In simulation I also have the luxury of assuming uniform litter sizes and equal sex ratios, but in reality the fecundity of a RIL and the sex-balance of litters are complicating issues. As lines become more inbred, fertility generally decreases [53]. One way to address this is to use backcrosses as discussed previously. However fertility issues might override the choice of “best breeding pair”. To address this problem I calculate backups that, when used, may extend the number of generations required to achieve fixation.
Taking fertility into account and prioritizing for the preservation of the lines, how do I select the final breeders? WSM optimizes for becoming inbred in one generation, but it might be more advantageous in the early MAI generations to select for animals whose probability to become inbred in two or more generations is maximized. However, in simulations, the two-generation metric generally chooses the same breeding pairs as the single-generation model, leading to the same number of generations to achieve fixation. Once lines reach small levels of residual heterozygosity, it might also be advantageous to maintain multiple breeding pairs selected to produce compatible offspring, which are more like sib-pairs than cousin-pairs. This provides more pair options, as well as a chance to compensate for uneven sex ratios or small litter sizes. Although it seems best to choose the optimal breeding pairs early on, finding good pairs near the end-game (in order to fix the last 1%-2% of the genome) is a harder problem. The last few heterozygous regions can take several generations to fix if compatible breeding pairs do not exist. Trying to fix the last 1%-2% of the genome is difficult since it may take 1-2 generations for each residual heterozygous region to become fixed. It is unlikely that two compatible breeders will exist that are able to produce offspring in which each of the remaining regions is fixed.
The simulation software used in this analysis is available for download from http://sourceforge.net/p/breedingsim/. It has been adapted for many uses other than marker as- sisted inbreeding such as estimating the significance of measured statistics in the developing CC [17].
side of this work, MUGA and MegaMUGA. I will discuss their design principles as well as their performance metrics.

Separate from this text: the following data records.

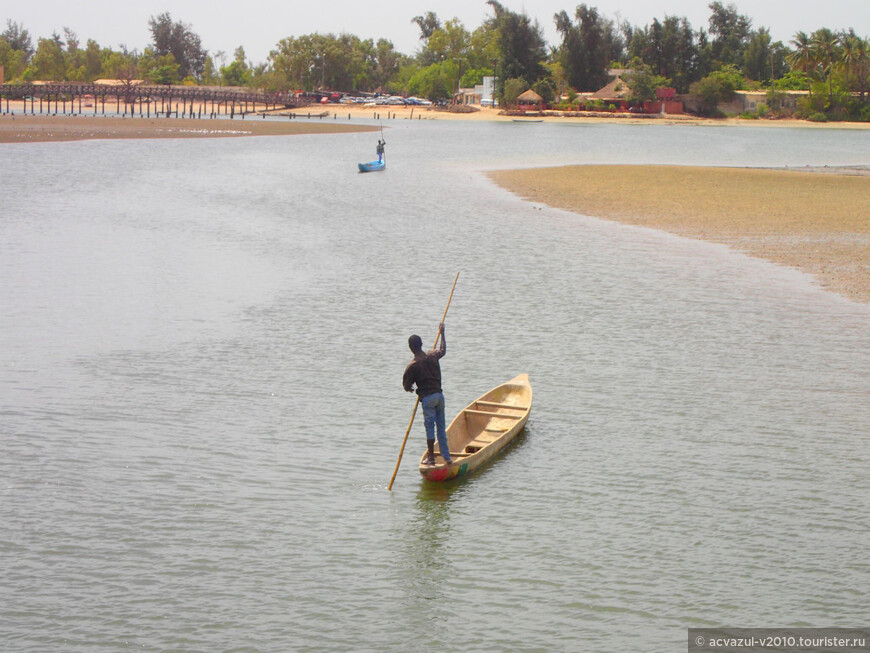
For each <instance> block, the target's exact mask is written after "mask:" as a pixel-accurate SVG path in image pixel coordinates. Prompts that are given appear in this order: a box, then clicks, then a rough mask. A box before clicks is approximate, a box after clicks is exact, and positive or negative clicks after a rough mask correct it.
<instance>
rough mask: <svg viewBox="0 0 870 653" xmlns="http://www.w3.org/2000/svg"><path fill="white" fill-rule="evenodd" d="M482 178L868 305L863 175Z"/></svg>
mask: <svg viewBox="0 0 870 653" xmlns="http://www.w3.org/2000/svg"><path fill="white" fill-rule="evenodd" d="M820 173H827V174H820ZM489 176H490V178H491V179H493V180H494V181H495V182H496V183H498V184H499V185H501V186H502V187H504V188H506V189H508V190H510V191H512V192H514V193H515V194H517V195H519V196H521V197H523V198H525V199H527V200H529V201H533V202H540V203H543V204H547V205H549V206H553V207H556V208H560V209H565V210H568V211H572V212H575V213H580V214H583V215H589V216H595V217H600V218H604V219H609V220H614V221H618V222H623V223H627V224H633V225H639V226H645V227H651V228H654V229H661V230H663V231H668V232H671V233H674V234H677V235H679V236H684V237H687V238H696V239H699V240H707V241H710V242H716V243H723V244H725V245H728V246H729V247H731V248H733V249H735V250H737V251H742V252H745V253H747V254H749V255H750V256H755V257H758V258H763V259H767V260H769V261H773V262H775V263H779V264H781V265H786V266H789V267H793V268H797V269H799V270H801V271H803V272H807V273H809V274H812V275H813V276H815V277H816V279H817V280H818V281H819V283H820V285H821V287H822V288H825V289H827V290H830V291H833V292H836V293H838V294H841V295H843V296H845V297H848V298H849V299H852V300H854V301H857V302H861V303H865V304H870V220H868V219H867V216H868V215H870V166H846V167H843V168H825V167H821V168H806V169H804V168H794V169H792V168H789V169H764V168H704V167H692V166H655V165H581V166H564V167H557V168H540V169H531V170H499V171H494V172H490V173H489Z"/></svg>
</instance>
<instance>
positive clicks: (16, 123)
mask: <svg viewBox="0 0 870 653" xmlns="http://www.w3.org/2000/svg"><path fill="white" fill-rule="evenodd" d="M376 129H377V128H376V127H373V126H370V125H360V124H348V123H347V122H343V123H342V122H337V121H334V120H329V121H327V120H322V121H317V122H313V121H311V122H309V121H305V122H302V121H297V120H290V119H288V120H287V121H286V122H285V121H277V120H263V119H262V118H256V117H254V116H249V117H248V118H245V119H244V120H242V119H240V118H236V119H235V120H229V119H227V120H223V119H215V120H209V119H194V118H188V119H181V118H116V117H105V116H81V115H80V116H22V115H5V116H0V143H36V142H44V141H81V140H90V139H111V138H219V137H239V136H288V135H294V134H335V133H346V132H359V131H375V130H376Z"/></svg>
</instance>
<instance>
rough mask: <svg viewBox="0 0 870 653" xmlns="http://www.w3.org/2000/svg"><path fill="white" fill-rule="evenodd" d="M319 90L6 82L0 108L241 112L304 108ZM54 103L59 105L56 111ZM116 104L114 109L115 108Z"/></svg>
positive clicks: (72, 109) (208, 113) (176, 112)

CHAPTER4: DESIGNING MICRO-ARRAYS FOR MAXIMUM INFORMATIVENESS Genotyping arrays have long been used to characterize the underlying DNA within partic- ular regions of interest in model organisms. More recently, it has become cost-effective to use full-genome genotyping arrays, rather than targeted arrays. These microarrays have the benefit of only needing to be designed once, but can be used for many experiments. When designed properly, these genotyping arrays can be used to distinguish between most population diversity within each area of the genome. However, to make these arrays useful in most experiments they need to be cost-effective and widely-available as well as informative. To be cost-effective, these arrays can only contain a set amount of SNPs based on the cost of the technology at the time of design.

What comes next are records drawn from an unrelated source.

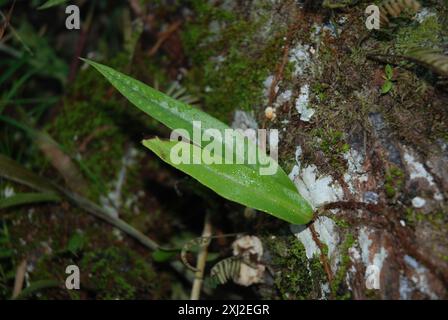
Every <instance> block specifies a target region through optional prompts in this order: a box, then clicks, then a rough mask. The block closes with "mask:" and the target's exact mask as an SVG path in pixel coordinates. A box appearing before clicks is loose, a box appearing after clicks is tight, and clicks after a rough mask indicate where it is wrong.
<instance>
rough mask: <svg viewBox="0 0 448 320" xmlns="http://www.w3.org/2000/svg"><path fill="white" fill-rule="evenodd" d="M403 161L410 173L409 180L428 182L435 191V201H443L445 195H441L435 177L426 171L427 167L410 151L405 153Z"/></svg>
mask: <svg viewBox="0 0 448 320" xmlns="http://www.w3.org/2000/svg"><path fill="white" fill-rule="evenodd" d="M403 159H404V162H405V164H406V167H407V170H408V172H409V178H410V179H411V180H415V179H424V180H426V181H427V182H428V184H429V186H431V187H432V188H433V190H434V200H436V201H441V200H443V195H442V194H441V193H440V190H439V188H438V187H437V185H436V184H435V182H434V177H433V176H432V175H431V174H430V173H429V172H428V171H427V170H426V168H425V166H424V165H423V164H422V163H420V162H419V161H417V159H416V158H415V156H414V155H413V154H412V153H411V152H409V151H408V150H406V151H405V153H404V156H403Z"/></svg>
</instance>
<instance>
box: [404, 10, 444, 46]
mask: <svg viewBox="0 0 448 320" xmlns="http://www.w3.org/2000/svg"><path fill="white" fill-rule="evenodd" d="M442 32H443V28H442V25H441V23H440V22H439V21H438V18H437V16H431V17H427V18H426V19H425V20H424V21H423V22H422V23H418V22H414V23H411V24H409V23H407V24H405V25H404V26H402V27H401V28H400V29H399V30H398V32H397V34H396V40H395V48H396V50H397V52H399V53H402V54H403V53H406V52H407V51H408V50H412V49H415V48H439V49H440V48H441V45H442V39H443V38H442Z"/></svg>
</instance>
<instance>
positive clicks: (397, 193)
mask: <svg viewBox="0 0 448 320" xmlns="http://www.w3.org/2000/svg"><path fill="white" fill-rule="evenodd" d="M403 185H404V173H403V171H402V170H400V169H399V168H398V167H395V166H392V167H390V168H389V169H388V171H387V172H386V175H385V177H384V192H385V193H386V196H387V197H388V198H389V199H394V198H395V197H396V196H397V194H398V193H399V192H400V191H401V189H402V188H403Z"/></svg>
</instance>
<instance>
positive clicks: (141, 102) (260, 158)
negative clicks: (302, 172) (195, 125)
mask: <svg viewBox="0 0 448 320" xmlns="http://www.w3.org/2000/svg"><path fill="white" fill-rule="evenodd" d="M83 60H84V61H86V62H87V63H89V64H90V65H91V66H93V67H94V68H95V69H97V70H98V71H99V72H100V73H101V74H102V75H103V76H104V77H106V79H107V80H109V81H110V83H111V84H112V85H113V86H114V87H115V88H117V89H118V91H120V92H121V94H123V95H124V96H125V97H126V98H127V99H128V100H129V101H130V102H131V103H132V104H134V105H135V106H136V107H137V108H139V109H140V110H142V111H143V112H145V113H146V114H148V115H150V116H151V117H153V118H155V119H156V120H158V121H159V122H161V123H163V124H164V125H166V126H167V127H169V128H170V129H173V130H174V129H183V130H186V131H187V132H188V134H189V137H190V138H191V137H193V136H194V132H195V131H199V129H200V133H201V134H204V135H206V136H208V133H207V131H206V130H207V129H215V130H218V131H219V132H220V133H221V135H218V136H213V139H214V140H215V141H217V142H218V143H220V144H221V145H224V148H225V149H226V151H230V152H231V153H233V154H234V155H235V156H236V157H237V158H238V160H242V162H243V163H244V165H245V166H249V167H252V168H255V169H257V170H260V168H262V167H263V168H264V167H268V166H273V164H272V163H273V162H275V160H273V159H272V158H270V157H268V156H267V155H266V153H265V152H263V151H262V150H261V149H259V148H258V147H255V148H256V149H258V157H259V159H258V162H257V163H255V164H249V163H247V161H245V158H244V157H245V154H246V153H245V152H238V150H236V149H239V148H245V146H250V145H253V144H254V142H252V141H250V139H247V138H245V137H244V136H243V134H241V133H239V132H234V134H235V139H236V140H235V141H234V139H225V138H224V137H225V134H224V130H226V129H230V128H229V126H227V125H226V124H224V123H223V122H221V121H219V120H218V119H215V118H214V117H212V116H210V115H208V114H207V113H205V112H203V111H201V110H199V109H196V108H193V107H191V106H189V105H187V104H185V103H183V102H181V101H178V100H176V99H173V98H171V97H169V96H167V95H165V94H163V93H161V92H159V91H157V90H154V89H152V88H151V87H149V86H147V85H145V84H143V83H141V82H140V81H138V80H135V79H133V78H131V77H129V76H127V75H125V74H122V73H120V72H118V71H115V70H114V69H112V68H110V67H107V66H105V65H102V64H99V63H96V62H93V61H90V60H86V59H83ZM194 121H200V123H201V126H200V128H199V127H196V128H194V127H193V122H194ZM186 138H188V137H186ZM190 141H191V139H190ZM234 142H235V143H234ZM243 150H244V149H243ZM235 151H236V152H235ZM235 153H236V154H235ZM238 155H242V157H243V158H242V157H238ZM241 158H242V159H241ZM262 164H264V165H262ZM277 167H278V170H277V171H276V172H275V173H274V174H273V175H271V176H270V179H271V180H276V182H277V183H278V184H280V185H283V186H284V187H285V188H288V189H290V190H292V191H295V192H297V189H296V187H295V186H294V184H293V183H292V181H291V180H290V179H289V178H288V176H287V174H286V173H285V172H284V171H283V170H282V169H281V167H279V166H277Z"/></svg>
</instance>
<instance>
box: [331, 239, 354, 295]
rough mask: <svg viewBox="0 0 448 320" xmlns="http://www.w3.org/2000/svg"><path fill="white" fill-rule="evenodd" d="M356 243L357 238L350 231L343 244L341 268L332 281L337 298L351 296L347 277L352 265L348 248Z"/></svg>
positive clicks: (341, 260)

The laboratory mouse is a popular model organism in biomedical research that complements the strengths of many human studies. As a result, a number of these arrays have been designed for use with mouse[64, 14, 52, 34]. However these arrays have either too few markers to be infor- mative genome-wide [14, 52], too many markers to be cost-effective for large experiments[64] or are not widely available [34]. In each case, one of the crucial components for an ideal genotyping platform was missing.

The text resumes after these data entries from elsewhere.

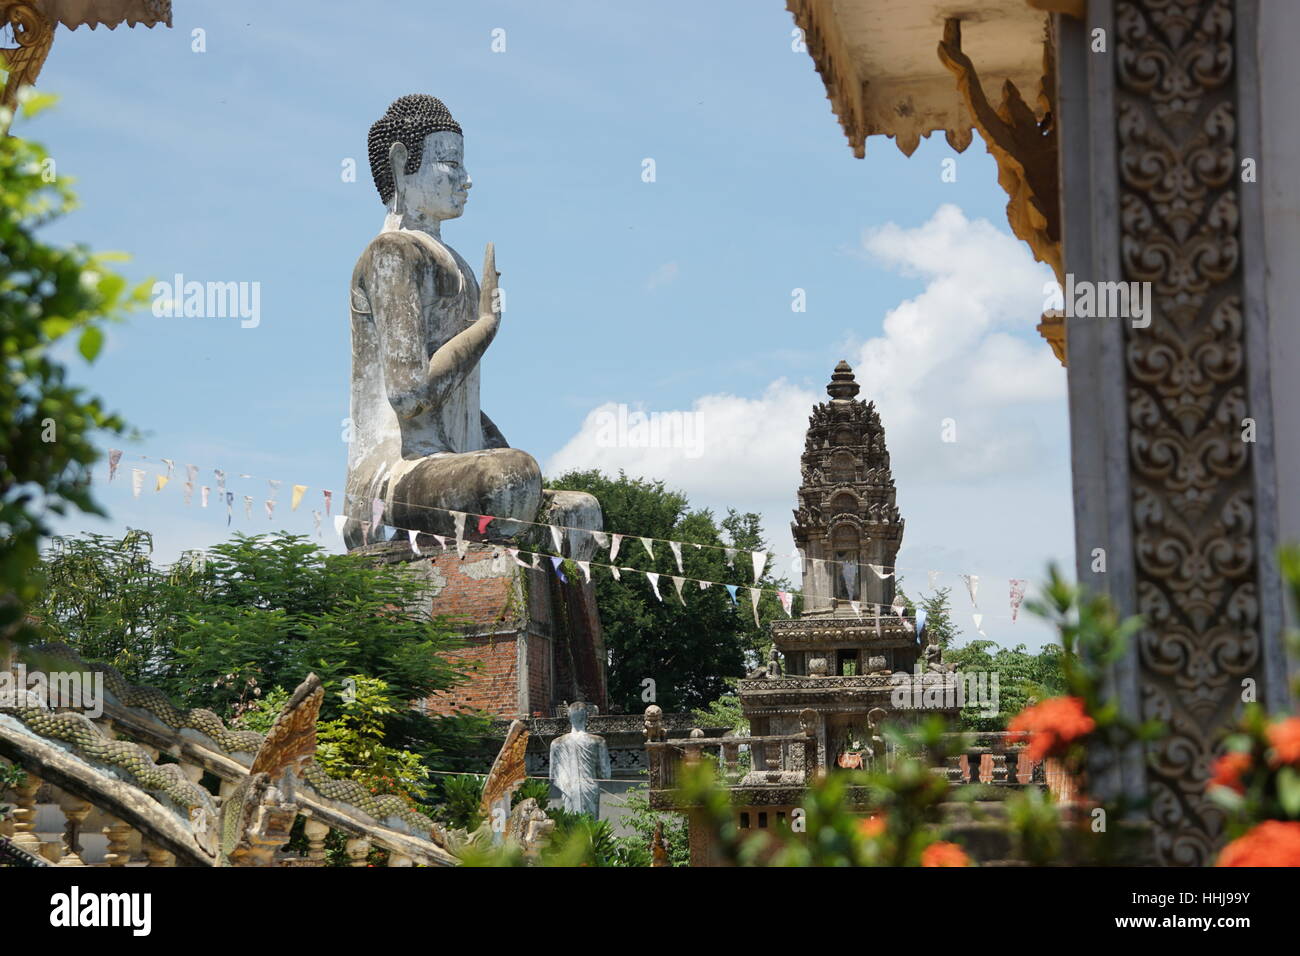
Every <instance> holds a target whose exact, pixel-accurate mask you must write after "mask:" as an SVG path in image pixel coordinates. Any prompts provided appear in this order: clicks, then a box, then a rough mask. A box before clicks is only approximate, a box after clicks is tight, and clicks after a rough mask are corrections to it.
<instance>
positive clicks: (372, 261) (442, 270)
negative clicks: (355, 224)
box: [352, 229, 461, 291]
mask: <svg viewBox="0 0 1300 956" xmlns="http://www.w3.org/2000/svg"><path fill="white" fill-rule="evenodd" d="M394 271H407V272H412V273H420V272H425V271H433V272H434V274H435V276H437V278H438V287H439V291H443V286H451V287H452V289H456V287H459V286H460V284H461V282H460V264H459V260H458V256H456V255H455V252H454V251H452V250H450V248H448V247H447V246H443V245H442V243H441V242H438V241H437V239H435V238H433V237H432V235H428V234H425V233H416V232H412V230H406V229H393V230H387V232H382V233H380V234H378V235H376V237H374V238H373V239H370V242H369V243H367V246H365V250H364V251H363V252H361V255H360V258H359V259H357V260H356V267H355V268H354V269H352V281H354V285H360V286H363V287H365V286H369V285H372V282H373V278H374V277H377V276H382V274H383V273H387V274H393V272H394Z"/></svg>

Existing mouse strains exhibit evidence of a population structure which makes them less than ideal.[65] The Collaborative Cross (CC)[17], described in Chapter 2, is an ongoing effort to create a more genetically diverse panel of inbred mouse strains to provide a more useful model for mapping complex genetic traits. In the later generations of inbreeding of the Collaborative Cross, the CC progeny are genotyped to select breeders with the least residual heterozygosity. This genotyping requires an efficient and low-cost platform for determining residual heterozygosity genome wide, as well as the CC founder origin of fixed regions of the genome.
In response to this need for a genotyping platform to use with the CC, two cost-effective, maximally informative, widely available full-genome genotyping arrays were designed. At the time of the original design in 2010, it was determined that cost effective meant a price point of $100/sample, which allowed for the selection of 9,000 SNPs. Two years later when the second generation genotyping array was designed, it was determined that for the same cost, 80,000 SNPs could now be chosen. The first generation genotyping array is called the Mouse Universal Genotyping Array (MUGA) and the second generation array is called MegaMUGA, as it has 10x more SNPs on it than MUGA. Both custom arrays were developed using the Illumina iSelect platform for the Infinium system. In this chapter, I describe the design criteria for each of these two genotyping arrays, as well as the number of samples genotyped on each and the performance of the arrays on these samples.